Live Review: Nottingham Rocks, Theatre Royal (14/09/13)


The chandeliers brightened, illuminating the green and gold embossed walls as the Limelight Orchestra began their introduction. Maybe not the typical place you would find Nottingham’s artists; the idea of a sit down formal evening in such a beautiful venue would be quite daunting. However, this was the perfect opportunity to invite your mum along to a gig knowing she’s not going to be squished against a barrier, being asked by a sweaty guy for a leg up to crowd surf.


Georgie Rose

The orchestra first accompanied Georgie Rose. She nervously tuned her guitar, seeming a little taken aback by the silent crowd. Any signs of shyness were washed away when Georgie began to strum the intro to ‘Calmer.’ Her voice alone is uniquely raw. It dropped into the theatre like watercolour falling into liquid, undulating the atmosphere. The violins, soft flutes and her own harmonica talents helped paint a beautiful, warmer sound.

We were later treated to her haunting voice in a more understated song. Georgie confessed to me that it was the first time she had ever played  ‘Love Me Again’, her flawless piano ballad. This could explain why it did not sound over-performed, it was beautifully natural. Georgie’s emotive lyrics had a knack of making every song sound like she was spontaneously spilling her hurt into the theatre, which prompted the lady next to me to share her Kleenex around. Georgie successfully made the whole front row smudge their mascara before ending by humbly thanking the sniffling and clapping audience, calling the night ‘one of those lifetime moments.’



It would be easy to suggest that a band of just nine months that have made the stir Amber have is slightly undeserved. Their Nottingham Rocks performance would say differently.

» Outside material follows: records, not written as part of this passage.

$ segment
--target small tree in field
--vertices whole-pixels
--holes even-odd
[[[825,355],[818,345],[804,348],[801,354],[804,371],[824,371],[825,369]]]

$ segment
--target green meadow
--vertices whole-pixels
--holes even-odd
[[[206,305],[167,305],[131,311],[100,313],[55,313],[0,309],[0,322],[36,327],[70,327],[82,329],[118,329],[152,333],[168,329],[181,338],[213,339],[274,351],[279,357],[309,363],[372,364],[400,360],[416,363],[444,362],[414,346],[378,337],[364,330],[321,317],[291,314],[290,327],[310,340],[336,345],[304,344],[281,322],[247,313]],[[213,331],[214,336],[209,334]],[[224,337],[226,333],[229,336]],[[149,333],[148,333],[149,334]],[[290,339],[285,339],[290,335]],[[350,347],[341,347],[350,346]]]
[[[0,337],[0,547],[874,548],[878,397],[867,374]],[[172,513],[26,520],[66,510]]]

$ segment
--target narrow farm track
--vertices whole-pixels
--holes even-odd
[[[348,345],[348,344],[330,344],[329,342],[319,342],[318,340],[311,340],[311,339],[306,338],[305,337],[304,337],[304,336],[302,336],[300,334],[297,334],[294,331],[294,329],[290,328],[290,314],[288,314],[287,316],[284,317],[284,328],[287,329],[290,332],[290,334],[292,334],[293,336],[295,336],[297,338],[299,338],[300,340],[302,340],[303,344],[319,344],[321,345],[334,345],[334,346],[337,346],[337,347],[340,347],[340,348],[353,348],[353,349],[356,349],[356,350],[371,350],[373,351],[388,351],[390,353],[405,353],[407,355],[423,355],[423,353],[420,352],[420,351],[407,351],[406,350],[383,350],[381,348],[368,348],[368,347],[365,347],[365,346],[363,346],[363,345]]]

In between lectures at the University of Nottingham, the boys have banked a whole lot of practice time. This couldn’t have been clearer as their harmonies were alluring, their guitars swirled and the drumming was tight. And instead of countless rounds of Ring of Fire, expected of 20 year olds,  the band have been busy organising tour dates and recording future songs to flood our radios. Amber opened on their not-so-predictable upcoming single ‘Heaven.’ Although it doesn’t have the structure of a sing-along radio ballad, it is beautiful and really flaunts the band’s versatility. It is a completely different sound from their first EP, Noah, which rocketed to 19th in the iTunes Alternative charts, nestling between the likes of Coldplay and the Arctic Monkeys – not too shabby.

Thanking the audience on numerous accounts the band ended on their latest single, a favourite of Radio 1’s, ‘Noah.’ A fitting climax, the majestic, uplifting chorus proved itself to be fit for an expansive stadium or an opera house. The orchestra were a exceptional, a far grander substitute for their usual glockenspiel. True to being Nottingham students, they hit the town afterwards for jagerbombs and dance moves that were a little less promising than their future careers.



Harleighblu stepped on to the stage in a sultry floor-length dress. Her peroxide hair bounced as she giggled into the microphone how excited she was to play here. The orchestra seemed to bloom with her enthusiasm. Their pace quickened, the strings were plucked and the brass instruments complimented the seductive voice of Harleighblu.

We were treated to a few jazz and hip hop singles from her new and first album Forget Me Not. Her single ‘Play Me’ seemed a favourite of the crowd after its recent Youtube success. Harleighblu was accompanied by an effortlessly cool team. The bass player stalked the stage in sunglasses, the pianist donned a velvet suit and, not many bands could boast having bongo drums, maracas and now, a 14 piece orchestra. The energy on the overcrowded stage was crazy, every person had a purpose contributing to beautiful soulful sounds. But the carnival of different instruments couldn’t take the limelight away from Harleighblu. That lady is a self-established performer.



Saint Raymond

My first ever review was about the headline act, Saint Raymond. I remember him playing to a small, chattering crowd in a local bar and being impressed when Callum announced his age. At 17, he was playing in Nottingham’s coolest bars without being able to drink in them. A year later, nobody couldn’t comment on his inexperience. He has supported Gabrielle Alpin around Europe, released his debut EP and just announced his own headline tour dates.

Callum’s stage presence has certainly bloomed and the technical problems he faced didn’t seem to daunt him. He appeared totally cool, only appearing off guard when performing ‘This Town.’ His relaxed exterior transformed, he was playing to Nottingham’s locals about their town. Callum seemed as honoured as the crowd, declaring this as the highlight of any gig, ever.